According to Liz Still, who compiles the annual Health Care in South Africa publication, the public sector does not have enough posts available to employ South Africa’s health professionals. For example, over the period 2002-2010, approximately 11,700 doctors graduated but only 4,403 posts were created in the public sector. In the field of dentistry, there were 2,140 graduates but only 248 public posts were concurrently created.
These conditions impact the quality of care.
According to various reports, last year, South Africa’s Health Minister, Aaron Motsoaledi, said more than 5‚500 medical negligence claims have been made against the health department since 2014. The number of claims grows every year. There were 1‚562 claims made in 2014/15‚ 1‚732 in 2015/16 and 1‚934 in 2016/17.
And it hurts the tax payer.
The department paid R391.32 million ($32.4 million) in medico-legal claims in 2014/15 alone and a whopping R730.87 million ($60.6 million) in 2015/16.
It is so bad that in 2016/17‚ the total value of claims rose to R1.2 billion ($99.5 million)‚ with Gauteng’s 521 claims accounting for almost half of this at R566 million ($47 million).
Romany Sutherland, an attorney at LLA INC. Law, says the majority of these cases are due to obstetric damages.
“These are children who suffer brain injury as a result of complications during birth… South Africa has a 10 percent higher cerebral palsy rate than anywhere in the world and we don’t know why this might be… To me, as an attorney, it comes down to perhaps people not being trained properly. Nurses are not involving the obstetricians soon enough,” she says.
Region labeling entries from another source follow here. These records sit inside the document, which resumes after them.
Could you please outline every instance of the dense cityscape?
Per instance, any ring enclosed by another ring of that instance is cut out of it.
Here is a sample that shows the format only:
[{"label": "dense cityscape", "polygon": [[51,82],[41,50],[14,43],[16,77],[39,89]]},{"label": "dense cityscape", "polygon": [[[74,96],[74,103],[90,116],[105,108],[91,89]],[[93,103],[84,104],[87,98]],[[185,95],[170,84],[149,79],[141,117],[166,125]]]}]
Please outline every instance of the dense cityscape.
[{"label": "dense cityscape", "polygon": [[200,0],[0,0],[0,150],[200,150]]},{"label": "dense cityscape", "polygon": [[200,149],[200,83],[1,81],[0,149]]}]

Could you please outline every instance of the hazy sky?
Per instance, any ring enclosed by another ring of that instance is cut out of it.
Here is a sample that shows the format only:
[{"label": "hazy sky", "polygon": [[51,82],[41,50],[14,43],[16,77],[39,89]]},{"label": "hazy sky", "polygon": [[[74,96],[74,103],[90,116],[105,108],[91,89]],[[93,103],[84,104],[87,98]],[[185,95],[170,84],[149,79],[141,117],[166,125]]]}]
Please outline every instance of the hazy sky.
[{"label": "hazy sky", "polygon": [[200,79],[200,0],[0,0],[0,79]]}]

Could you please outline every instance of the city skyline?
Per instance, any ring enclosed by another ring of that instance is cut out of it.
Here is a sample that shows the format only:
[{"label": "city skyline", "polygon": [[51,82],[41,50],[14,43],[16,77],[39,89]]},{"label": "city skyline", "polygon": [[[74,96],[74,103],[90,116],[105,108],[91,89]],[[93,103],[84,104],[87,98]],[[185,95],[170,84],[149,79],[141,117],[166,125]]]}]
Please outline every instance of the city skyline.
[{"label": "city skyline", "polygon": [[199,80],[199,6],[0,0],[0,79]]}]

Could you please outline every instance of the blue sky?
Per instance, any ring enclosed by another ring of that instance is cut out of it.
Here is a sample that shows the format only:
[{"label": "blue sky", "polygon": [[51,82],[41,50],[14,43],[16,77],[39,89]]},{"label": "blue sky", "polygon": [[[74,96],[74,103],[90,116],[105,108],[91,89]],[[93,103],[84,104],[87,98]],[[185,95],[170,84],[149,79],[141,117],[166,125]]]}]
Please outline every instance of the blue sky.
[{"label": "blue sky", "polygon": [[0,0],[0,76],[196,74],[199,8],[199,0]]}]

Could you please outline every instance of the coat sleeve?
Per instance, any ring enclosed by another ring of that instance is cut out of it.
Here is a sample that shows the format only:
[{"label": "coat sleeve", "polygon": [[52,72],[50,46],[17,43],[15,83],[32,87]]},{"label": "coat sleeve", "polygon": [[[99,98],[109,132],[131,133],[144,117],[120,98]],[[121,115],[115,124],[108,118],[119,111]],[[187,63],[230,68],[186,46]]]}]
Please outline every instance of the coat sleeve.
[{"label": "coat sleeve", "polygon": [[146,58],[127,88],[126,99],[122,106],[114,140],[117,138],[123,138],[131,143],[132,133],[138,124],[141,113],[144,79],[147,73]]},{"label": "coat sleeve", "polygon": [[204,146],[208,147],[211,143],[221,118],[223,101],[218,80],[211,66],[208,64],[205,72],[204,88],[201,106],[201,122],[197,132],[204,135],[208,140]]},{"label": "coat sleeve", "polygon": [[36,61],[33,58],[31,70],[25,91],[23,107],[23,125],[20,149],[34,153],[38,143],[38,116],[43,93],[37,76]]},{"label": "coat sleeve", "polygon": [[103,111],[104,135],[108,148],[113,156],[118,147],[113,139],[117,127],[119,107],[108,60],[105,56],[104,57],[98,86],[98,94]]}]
Cerebral palsy cases cost the government about R17 million ($1.4 million) on average per case.
“Each province deals with the issues differently. I’m in the Western Cape and here; we try and negotiate or mediate these cases as soon as possible so that reasonable pay-outs are made without undue delay. I believe the best way to go with the negligence cases is to take the initiative to open discussion with your opponent,” says Sutherland.
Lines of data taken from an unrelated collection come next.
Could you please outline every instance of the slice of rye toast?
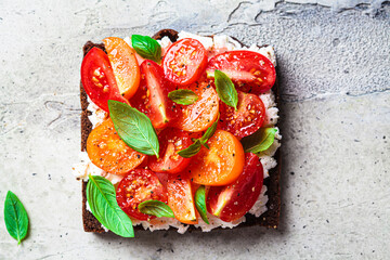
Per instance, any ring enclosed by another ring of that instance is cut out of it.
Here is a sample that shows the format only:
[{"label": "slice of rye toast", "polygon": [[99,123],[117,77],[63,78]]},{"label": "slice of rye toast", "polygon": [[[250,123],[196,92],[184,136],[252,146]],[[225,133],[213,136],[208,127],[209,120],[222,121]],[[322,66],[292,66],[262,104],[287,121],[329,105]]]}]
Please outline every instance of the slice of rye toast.
[{"label": "slice of rye toast", "polygon": [[[165,36],[169,37],[172,42],[178,40],[178,31],[172,30],[172,29],[159,30],[157,34],[155,34],[153,36],[153,38],[158,40]],[[234,40],[237,40],[237,39],[234,39]],[[242,43],[242,42],[239,42],[239,43]],[[94,47],[100,48],[105,51],[103,43],[98,44],[98,43],[88,41],[82,48],[83,55],[86,56],[86,54]],[[275,82],[274,87],[272,88],[272,90],[274,91],[276,103],[278,103],[280,90],[278,90],[277,79],[276,79],[276,82]],[[80,102],[81,102],[81,108],[82,108],[82,113],[81,113],[81,151],[83,152],[83,151],[87,151],[86,150],[87,139],[92,130],[92,123],[88,119],[90,112],[87,110],[87,107],[88,107],[89,103],[88,103],[88,99],[87,99],[87,93],[86,93],[81,82],[80,82]],[[270,177],[264,179],[264,185],[266,185],[266,187],[268,187],[268,191],[265,194],[269,197],[269,200],[266,203],[268,210],[263,214],[261,214],[259,218],[255,217],[253,214],[247,213],[245,216],[246,221],[240,223],[237,227],[261,225],[261,226],[266,226],[270,229],[277,229],[278,223],[280,223],[280,213],[281,213],[280,179],[281,179],[282,157],[281,157],[280,150],[277,150],[276,154],[274,155],[274,158],[277,161],[277,166],[275,168],[271,169],[269,171]],[[83,229],[86,232],[103,233],[105,231],[102,227],[101,223],[95,219],[95,217],[89,210],[87,210],[87,206],[86,206],[86,204],[87,204],[87,196],[86,196],[87,183],[88,182],[82,182]],[[222,229],[222,227],[217,227],[217,229]],[[143,227],[141,225],[136,225],[136,226],[134,226],[134,230],[143,230]],[[188,227],[188,231],[193,231],[193,230],[200,230],[200,229],[196,229],[193,225]]]}]

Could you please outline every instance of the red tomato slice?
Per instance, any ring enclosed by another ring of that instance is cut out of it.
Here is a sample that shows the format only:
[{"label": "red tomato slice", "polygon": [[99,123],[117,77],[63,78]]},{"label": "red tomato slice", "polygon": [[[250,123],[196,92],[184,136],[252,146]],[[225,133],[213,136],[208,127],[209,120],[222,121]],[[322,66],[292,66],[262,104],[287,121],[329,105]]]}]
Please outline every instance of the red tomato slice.
[{"label": "red tomato slice", "polygon": [[174,86],[164,78],[162,68],[155,62],[145,60],[141,64],[141,83],[130,103],[144,113],[155,128],[165,128],[178,116],[178,106],[168,99]]},{"label": "red tomato slice", "polygon": [[179,173],[190,164],[191,158],[183,158],[178,152],[188,147],[193,142],[188,133],[179,129],[166,128],[158,134],[160,145],[159,158],[153,156],[148,167],[155,172]]},{"label": "red tomato slice", "polygon": [[255,154],[245,154],[243,173],[229,186],[211,186],[207,195],[207,211],[225,222],[239,219],[258,199],[263,183],[263,167]]},{"label": "red tomato slice", "polygon": [[226,74],[246,93],[260,94],[272,88],[276,70],[270,60],[252,51],[229,51],[213,56],[207,66],[208,77],[213,70]]},{"label": "red tomato slice", "polygon": [[220,102],[219,127],[242,139],[259,130],[264,122],[265,107],[259,96],[238,91],[237,110]]},{"label": "red tomato slice", "polygon": [[207,65],[207,51],[195,39],[185,38],[174,42],[162,58],[166,78],[177,84],[195,82]]},{"label": "red tomato slice", "polygon": [[99,48],[92,48],[82,60],[81,82],[92,102],[107,113],[108,100],[129,104],[119,93],[107,54]]},{"label": "red tomato slice", "polygon": [[217,91],[206,81],[195,82],[187,88],[197,94],[198,100],[192,105],[179,105],[181,115],[173,126],[188,132],[205,131],[218,117]]},{"label": "red tomato slice", "polygon": [[182,223],[197,224],[194,191],[191,181],[180,176],[170,176],[167,181],[168,206],[174,218]]},{"label": "red tomato slice", "polygon": [[140,203],[155,199],[168,203],[167,190],[159,182],[157,176],[145,169],[135,169],[129,172],[116,190],[116,199],[119,207],[131,218],[151,220],[155,216],[144,214],[139,209]]}]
The problem is, some health departments don’t have any decision-makers who have settlement authority. It means all negligence cases have to go before a judge in the court of law before the department can pay out. It takes longer and costs the state more money.
“The litigation process is extremely expensive. The amounts you see reported in the media don’t include costs. It is a big worry because I haven’t gone to court in nine years because I like to negotiate cases and come to reasonable settlement and the Gauteng government doesn’t allow for that to happen,” she says.
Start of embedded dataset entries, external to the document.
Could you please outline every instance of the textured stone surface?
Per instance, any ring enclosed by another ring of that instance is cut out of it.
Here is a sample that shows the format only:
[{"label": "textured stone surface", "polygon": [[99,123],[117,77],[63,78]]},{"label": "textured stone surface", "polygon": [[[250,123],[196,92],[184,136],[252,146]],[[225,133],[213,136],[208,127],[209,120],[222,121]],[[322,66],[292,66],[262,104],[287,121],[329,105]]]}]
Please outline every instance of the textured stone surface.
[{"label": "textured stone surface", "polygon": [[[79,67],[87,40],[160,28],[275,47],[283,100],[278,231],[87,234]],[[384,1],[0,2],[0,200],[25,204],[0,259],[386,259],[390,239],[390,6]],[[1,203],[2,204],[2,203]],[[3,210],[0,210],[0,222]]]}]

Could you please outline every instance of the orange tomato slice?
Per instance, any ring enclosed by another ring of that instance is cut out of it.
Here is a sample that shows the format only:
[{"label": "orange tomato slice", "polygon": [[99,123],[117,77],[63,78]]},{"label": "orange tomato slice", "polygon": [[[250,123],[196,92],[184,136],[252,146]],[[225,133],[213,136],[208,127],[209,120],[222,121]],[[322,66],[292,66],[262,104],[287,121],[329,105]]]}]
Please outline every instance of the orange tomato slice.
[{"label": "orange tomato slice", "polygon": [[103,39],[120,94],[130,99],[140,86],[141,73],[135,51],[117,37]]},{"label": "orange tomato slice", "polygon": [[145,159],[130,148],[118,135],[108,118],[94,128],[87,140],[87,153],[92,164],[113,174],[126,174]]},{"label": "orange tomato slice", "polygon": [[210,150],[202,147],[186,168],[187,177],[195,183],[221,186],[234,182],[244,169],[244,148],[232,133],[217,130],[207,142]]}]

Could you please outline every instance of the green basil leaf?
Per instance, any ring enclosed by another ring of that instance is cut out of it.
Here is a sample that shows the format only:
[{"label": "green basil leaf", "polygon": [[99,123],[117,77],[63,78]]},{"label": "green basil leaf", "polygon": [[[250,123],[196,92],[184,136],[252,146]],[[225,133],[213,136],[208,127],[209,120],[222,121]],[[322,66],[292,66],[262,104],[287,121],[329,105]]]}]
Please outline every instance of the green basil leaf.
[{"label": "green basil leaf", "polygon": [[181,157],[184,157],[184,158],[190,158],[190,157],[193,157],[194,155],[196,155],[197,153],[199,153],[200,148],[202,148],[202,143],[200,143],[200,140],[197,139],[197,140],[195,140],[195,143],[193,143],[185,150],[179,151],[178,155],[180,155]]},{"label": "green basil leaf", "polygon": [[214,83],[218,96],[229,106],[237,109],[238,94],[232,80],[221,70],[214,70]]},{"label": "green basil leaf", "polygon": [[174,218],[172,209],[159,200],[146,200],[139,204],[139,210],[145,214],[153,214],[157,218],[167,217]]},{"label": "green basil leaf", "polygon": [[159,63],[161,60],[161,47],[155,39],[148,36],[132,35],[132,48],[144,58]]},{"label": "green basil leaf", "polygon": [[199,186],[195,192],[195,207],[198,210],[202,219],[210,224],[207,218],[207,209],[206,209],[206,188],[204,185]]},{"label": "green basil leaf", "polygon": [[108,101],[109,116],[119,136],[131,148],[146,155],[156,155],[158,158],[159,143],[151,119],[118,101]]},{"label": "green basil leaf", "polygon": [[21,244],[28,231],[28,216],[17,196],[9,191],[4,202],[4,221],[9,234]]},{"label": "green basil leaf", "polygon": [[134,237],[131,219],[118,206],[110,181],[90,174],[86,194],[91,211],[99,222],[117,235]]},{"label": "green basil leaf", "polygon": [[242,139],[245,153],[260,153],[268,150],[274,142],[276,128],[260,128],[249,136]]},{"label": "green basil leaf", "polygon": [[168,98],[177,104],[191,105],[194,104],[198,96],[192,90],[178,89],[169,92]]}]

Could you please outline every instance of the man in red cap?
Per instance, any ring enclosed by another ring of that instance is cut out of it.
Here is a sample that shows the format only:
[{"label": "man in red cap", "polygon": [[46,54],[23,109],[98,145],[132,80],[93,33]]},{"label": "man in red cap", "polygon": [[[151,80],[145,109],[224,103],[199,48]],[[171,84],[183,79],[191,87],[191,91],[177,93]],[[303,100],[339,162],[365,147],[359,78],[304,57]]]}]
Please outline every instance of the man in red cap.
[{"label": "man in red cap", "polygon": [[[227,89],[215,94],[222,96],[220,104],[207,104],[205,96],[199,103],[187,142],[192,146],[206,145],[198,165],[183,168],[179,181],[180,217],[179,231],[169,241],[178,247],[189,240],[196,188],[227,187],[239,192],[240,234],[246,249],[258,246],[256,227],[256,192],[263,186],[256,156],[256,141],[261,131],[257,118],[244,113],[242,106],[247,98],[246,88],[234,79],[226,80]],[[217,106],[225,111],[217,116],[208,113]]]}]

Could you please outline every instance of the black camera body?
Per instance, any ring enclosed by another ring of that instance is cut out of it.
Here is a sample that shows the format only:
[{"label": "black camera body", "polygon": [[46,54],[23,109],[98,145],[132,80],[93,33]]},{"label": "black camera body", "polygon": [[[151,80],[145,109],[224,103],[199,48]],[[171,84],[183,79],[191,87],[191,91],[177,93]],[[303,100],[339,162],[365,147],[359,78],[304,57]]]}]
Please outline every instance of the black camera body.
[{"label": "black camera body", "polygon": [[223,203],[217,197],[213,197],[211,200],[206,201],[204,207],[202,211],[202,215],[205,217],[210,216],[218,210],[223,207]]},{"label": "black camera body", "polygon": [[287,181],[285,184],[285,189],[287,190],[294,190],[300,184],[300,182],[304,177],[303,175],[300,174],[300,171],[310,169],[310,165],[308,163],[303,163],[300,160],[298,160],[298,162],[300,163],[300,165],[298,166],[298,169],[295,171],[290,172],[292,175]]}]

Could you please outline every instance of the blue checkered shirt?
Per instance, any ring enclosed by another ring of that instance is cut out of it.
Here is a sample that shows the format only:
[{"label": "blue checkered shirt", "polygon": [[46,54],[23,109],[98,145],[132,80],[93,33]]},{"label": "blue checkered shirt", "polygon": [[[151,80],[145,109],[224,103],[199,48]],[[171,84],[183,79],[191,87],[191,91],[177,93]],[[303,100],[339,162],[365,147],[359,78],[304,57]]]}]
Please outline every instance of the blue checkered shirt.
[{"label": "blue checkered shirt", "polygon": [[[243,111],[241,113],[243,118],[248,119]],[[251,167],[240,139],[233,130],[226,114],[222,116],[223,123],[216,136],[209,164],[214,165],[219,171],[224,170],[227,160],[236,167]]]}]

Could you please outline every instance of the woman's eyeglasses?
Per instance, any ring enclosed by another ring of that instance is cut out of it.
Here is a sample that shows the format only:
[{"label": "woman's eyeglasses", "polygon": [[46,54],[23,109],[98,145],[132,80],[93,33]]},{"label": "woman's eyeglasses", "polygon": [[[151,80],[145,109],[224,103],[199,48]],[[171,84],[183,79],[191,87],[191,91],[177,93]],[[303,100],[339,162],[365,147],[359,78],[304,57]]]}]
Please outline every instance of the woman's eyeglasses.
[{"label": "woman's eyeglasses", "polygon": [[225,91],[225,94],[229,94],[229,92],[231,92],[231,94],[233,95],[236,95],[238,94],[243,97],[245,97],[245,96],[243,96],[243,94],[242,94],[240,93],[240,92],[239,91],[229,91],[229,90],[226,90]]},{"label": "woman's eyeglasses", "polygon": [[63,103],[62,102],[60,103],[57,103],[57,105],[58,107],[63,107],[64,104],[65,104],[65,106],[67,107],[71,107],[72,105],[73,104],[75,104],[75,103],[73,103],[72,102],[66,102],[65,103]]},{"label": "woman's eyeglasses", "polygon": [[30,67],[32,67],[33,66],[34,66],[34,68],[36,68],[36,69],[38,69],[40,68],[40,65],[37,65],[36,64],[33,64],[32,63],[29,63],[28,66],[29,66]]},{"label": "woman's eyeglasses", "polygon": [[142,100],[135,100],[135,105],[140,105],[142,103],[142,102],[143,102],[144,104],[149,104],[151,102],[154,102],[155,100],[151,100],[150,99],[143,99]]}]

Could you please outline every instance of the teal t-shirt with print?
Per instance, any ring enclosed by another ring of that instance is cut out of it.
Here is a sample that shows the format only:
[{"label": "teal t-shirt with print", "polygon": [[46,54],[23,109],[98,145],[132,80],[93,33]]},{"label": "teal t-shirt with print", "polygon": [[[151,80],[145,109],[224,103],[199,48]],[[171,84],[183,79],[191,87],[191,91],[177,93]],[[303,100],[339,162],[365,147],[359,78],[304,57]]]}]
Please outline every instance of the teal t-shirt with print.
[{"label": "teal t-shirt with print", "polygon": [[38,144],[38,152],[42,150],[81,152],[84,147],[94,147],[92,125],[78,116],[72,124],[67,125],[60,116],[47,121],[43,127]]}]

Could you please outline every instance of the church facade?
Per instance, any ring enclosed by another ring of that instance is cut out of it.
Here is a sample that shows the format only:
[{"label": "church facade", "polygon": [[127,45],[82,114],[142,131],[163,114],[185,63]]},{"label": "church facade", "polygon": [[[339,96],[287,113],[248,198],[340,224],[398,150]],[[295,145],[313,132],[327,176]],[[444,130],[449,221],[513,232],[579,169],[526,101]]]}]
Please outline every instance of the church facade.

According to Sutherland, some costs to take the case through trial can be four times the amount of settlement.
The amount of money that attorneys stand to make on such cases has caused a boom in the medical negligence industry.
“There are attorneys who are touting for clients and some even paying midwives up to R30,000 ($2,500) for a file. There are also some frivolous cases where the negligence did not cause damages… yet they carry on… If such cases are settled, it is not the touting attorney’s fault but the department that is not defending those cases properly,” she says.
The rise in lawsuits is also causing medical insurance for obstetricians to rise.
“An obstetrician is currently paying R1 million ($82,830) in insurance. I think the price has gone up by approximately R100,000 ($8,283) if not more every year for the past couple of years… This is also cause for some medical students to not consider this field because insurance is just too expensive.”
Back in Johannesburg, as we part with Sibanda, she tells us she wants to go back to school to study public healthcare administration so she can help the very hospitals that didn’t give her husband timely treatment. She wants to save lives.
If only government authorities sitting in their airconditioned offices and seeking treatment in plush private hospitals knew her pain and predicament.